Jvm 4 gb xms and 4 gb xmx
Provide logs (if relevant):

   at java.util.concurrent.ThreadPoolExecutor$Worker.run(ThreadPoolExecutor.java:617) ~[?:1.8.0_131]
        at java.lang.Thread.run(Thread.java:748) [?:1.8.0_131]
Caused by: org.elasticsearch.transport.RemoteTransportException: [icecluster-10.10.20.7][10.10.20.7:9300][internal:cluster/nodes/indices/shard/store[n]]
Caused by: org.elasticsearch.ElasticsearchException: Failed to list store metadata for shard [[mldata_06-25-2017][1]]
        at org.elasticsearch.indices.store.TransportNodesListShardStoreMetaData.nodeOperation(TransportNodesListShardStoreMetaData.java:114) ~[elasticsearch-5.3.1.jar:5.3.1]
        at org.elasticsearch.indices.store.TransportNodesListShardStoreMetaData.nodeOperation(TransportNodesListShardStoreMetaData.java:64) ~[elasticsearch-5.3.1.jar:5.3.1]
        at org.elasticsearch.action.support.nodes.TransportNodesAction.nodeOperation(TransportNodesAction.java:145) ~[elasticsearch-5.3.1.jar:5.3.1]
        at org.elasticsearch.action.support.nodes.TransportNodesAction$NodeTransportHandler.messageReceived(TransportNodesAction.java:269) ~[elasticsearch-5.3.1.jar:5.3.1]
        at org.elasticsearch.action.support.nodes.TransportNodesAction$NodeTransportHandler.messageReceived(TransportNodesAction.java:265) ~[elasticsearch-5.3.1.jar:5.3.1]
        at org.elasticsearch.transport.RequestHandlerRegistry.processMessageReceived(RequestHandlerRegistry.java:69) ~[elasticsearch-5.3.1.jar:5.3.1]
        at org.elasticsearch.transport.TransportService$7.doRun(TransportService.java:618) ~[elasticsearch-5.3.1.jar:5.3.1]
        at org.elasticsearch.common.util.concurrent.ThreadContext$ContextPreservingAbstractRunnable.doRun(ThreadContext.java:638) ~[elasticsearch-5.3.1.jar:5.3.1]
        at org.elasticsearch.common.util.concurrent.AbstractRunnable.run(AbstractRunnable.java:37) ~[elasticsearch-5.3.1.jar:5.3.1]
        ... 3 more
Caused by: org.apache.lucene.store.LockObtainFailedException: Lock held by this virtual machine: /data/nodes/0/indices/b245vxRiSk6wO_XMgEvf2A/1/index/write.lock
        at org.apache.lucene.store.NativeFSLockFactory.obtainFSLock(NativeFSLockFactory.java:127) ~[lucene-core-6.4.2.jar:6.4.2 34a975ca3d4bd7fa121340e5bcbf165929e0542f - ishan - 2017-03-01 23:23:13]
        at org.apache.lucene.store.FSLockFactory.obtainLock(FSLockFactory.java:41) ~[lucene-core-6.4.2.jar:6.4.2 34a975ca3d4bd7fa121340e5bcbf165929e0542f - ishan - 2017-03-01 23:23:13]

(Mark Walkom) #2

What filesystem are you using?


(Ninad Pradhan) #3

Its mention above

OS version (uname -a if on a Unix-like system):
Linux vps-cl-0 4.2.0-42-generic #49~14.04.1-Ubuntu SMP Wed Jun 29 20:22:11 UTC 2016 x86_64 x86_64 x86_64 GNU/Linux

but here are more details...

NAME FSTYPE LABEL MOUNTPOINT
sda
├─sda1 ext4 /
├─sda2
└─sda5 swap [SWAP]
sdb ext3
└─sdb1 ext4 /data


(David Pilato) #4

Please format your code using </> icon as explained in this guide. It will make your post more readable.

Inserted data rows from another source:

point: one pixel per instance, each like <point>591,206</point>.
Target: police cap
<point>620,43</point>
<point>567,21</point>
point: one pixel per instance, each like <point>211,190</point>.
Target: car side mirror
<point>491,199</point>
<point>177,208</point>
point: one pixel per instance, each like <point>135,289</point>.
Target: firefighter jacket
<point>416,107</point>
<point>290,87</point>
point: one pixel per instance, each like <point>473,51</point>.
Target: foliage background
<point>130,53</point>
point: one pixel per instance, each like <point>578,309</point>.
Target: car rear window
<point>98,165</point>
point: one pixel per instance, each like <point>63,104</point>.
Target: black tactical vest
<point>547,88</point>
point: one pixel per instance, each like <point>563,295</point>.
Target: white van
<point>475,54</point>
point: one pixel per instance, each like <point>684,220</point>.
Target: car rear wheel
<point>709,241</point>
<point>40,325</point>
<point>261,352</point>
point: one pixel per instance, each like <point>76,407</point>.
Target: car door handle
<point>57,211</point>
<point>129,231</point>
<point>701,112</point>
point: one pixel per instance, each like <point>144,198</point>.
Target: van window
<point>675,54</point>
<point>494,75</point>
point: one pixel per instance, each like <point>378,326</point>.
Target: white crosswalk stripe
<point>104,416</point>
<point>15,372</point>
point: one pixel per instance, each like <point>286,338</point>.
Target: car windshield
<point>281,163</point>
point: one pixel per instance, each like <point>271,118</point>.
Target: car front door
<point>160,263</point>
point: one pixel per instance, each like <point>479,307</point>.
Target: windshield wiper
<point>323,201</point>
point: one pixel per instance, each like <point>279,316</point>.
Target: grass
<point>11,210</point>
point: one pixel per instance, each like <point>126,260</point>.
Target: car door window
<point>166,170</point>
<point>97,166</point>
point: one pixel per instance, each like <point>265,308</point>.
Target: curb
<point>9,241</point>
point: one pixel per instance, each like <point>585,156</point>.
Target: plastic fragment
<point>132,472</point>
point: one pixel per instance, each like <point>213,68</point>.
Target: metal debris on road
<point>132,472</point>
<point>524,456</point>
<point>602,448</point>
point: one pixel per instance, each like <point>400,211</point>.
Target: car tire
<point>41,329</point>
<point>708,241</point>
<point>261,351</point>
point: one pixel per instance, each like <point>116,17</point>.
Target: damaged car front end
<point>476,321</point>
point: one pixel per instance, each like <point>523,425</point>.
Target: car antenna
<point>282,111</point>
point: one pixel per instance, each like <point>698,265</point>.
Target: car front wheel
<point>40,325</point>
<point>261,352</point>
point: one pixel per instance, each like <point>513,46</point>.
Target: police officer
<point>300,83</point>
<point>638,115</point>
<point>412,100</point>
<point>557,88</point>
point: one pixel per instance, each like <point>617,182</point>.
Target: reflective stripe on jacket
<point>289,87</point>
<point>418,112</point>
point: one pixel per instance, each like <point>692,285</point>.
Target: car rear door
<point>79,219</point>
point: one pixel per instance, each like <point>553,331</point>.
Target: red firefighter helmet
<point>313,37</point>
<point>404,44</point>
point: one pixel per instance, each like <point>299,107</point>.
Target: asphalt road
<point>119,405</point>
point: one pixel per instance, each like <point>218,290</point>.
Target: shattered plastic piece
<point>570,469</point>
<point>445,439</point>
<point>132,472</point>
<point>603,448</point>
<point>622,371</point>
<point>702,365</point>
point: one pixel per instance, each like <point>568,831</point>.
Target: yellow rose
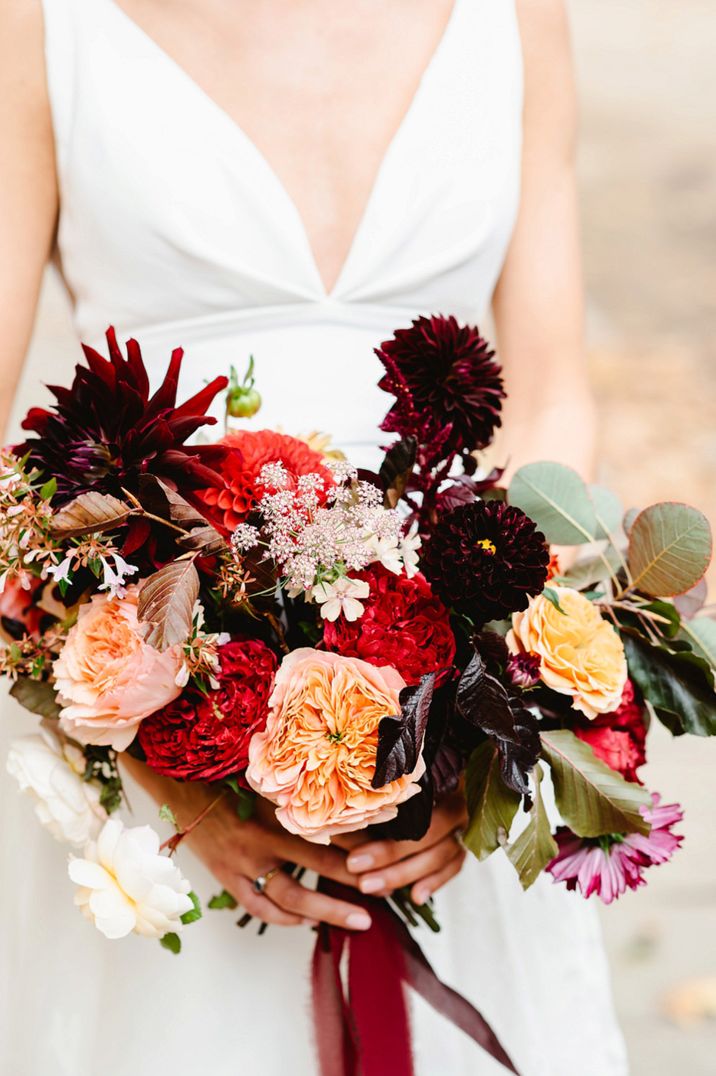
<point>580,654</point>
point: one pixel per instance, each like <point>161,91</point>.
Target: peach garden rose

Or use markdown style like:

```
CODE
```

I edited your post.


(David Pilato) #5

Not related to your issue I think but I'm not sure why you really want to do this:

thread_pool:
  bulk:
    queue_size: 1000000
  index:
    queue_size: 1000000

(Ninad Pradhan) #6

Its possible that one of our qa engineers wiped out half of data... so this is not a real issue I feel. Closing the issue down.


(system) closed #7

This topic was automatically closed 28 days after the last reply. New replies are no longer allowed.